Die Raspberry Pi Foundation hat daher für Raspberry Pi 4B die Pixelverdoppelungsoption wieder eingeführt. Der gemeinnützigen Raspberry Pi Foundation war an dieser Option sehr gelegen, denn „die Pixelverdopplungs-Option wurde entwickelt, um den Bildschirm des Raspberry Pi für Menschen mit Sehbehinderungen einfacher zu bedienen. Sie verdoppelt die Größe jedes Pixels und skaliert den gesamten Bildschirm um den Faktor zwei”, so Simon Long. Ursprünglich wurde die Pixelverdoppelungs-Option auf eine Weise implementiert, die mit dem KMS-Videotreiber, der auf Raspberry Pi 4B verwendet wird, nicht kompatibel ist“, so Simon Long. „Aber wir haben jetzt einen Weg gefunden, dass sie mit KMS funktioniert.“
Von Windows abgeschaut
Last but not least hat die Raspberry Pi Foundation eine Änderung der Tastenkürzel vorgenommen: „In früheren Versionen von Raspbian startete die Kombination <Strg-Alt-Entf> den Task-Manager. Wir waren der Meinung, dass es besser wäre, sich dem Verhalten von Windows-PCs anzupassen, deshalb startet jetzt <Strg-Alt-Entf> den Dialog für die Abschaltoptionen.

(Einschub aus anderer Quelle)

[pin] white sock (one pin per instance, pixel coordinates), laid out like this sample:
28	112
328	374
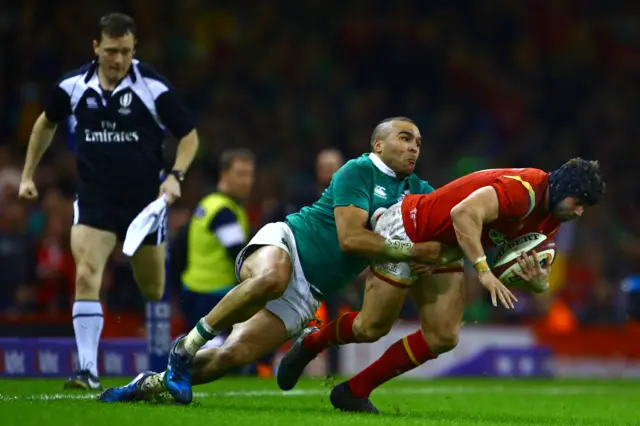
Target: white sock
87	324
197	337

Wenn Sie den Task-Manager über eine Tastenkombination aufrufen möchten, können Sie dies jetzt unter Raspbian mit <Strg-Shift-Escape> vornehmen – ebenfalls in Übereinstimmung mit Windows“, so Simon Long.
Download und Update von Raspbian
Wie gewohnt bietet die Raspberry Pi Foudation das Raspbian-Update auf ihrer Onlineseite zum Download an. Um ein Update einer früheren Raspbian-Variante vorzunehmen, verwenden Sie die üblichen Terminal-Befehle:
sudo apt update
sudo apt full-upgrade
„Ich hoffe, Sie finden Gefallen an unseren Änderungen. Jedes Feedback ist uns willkommen“, fasst Simon Long zusammen.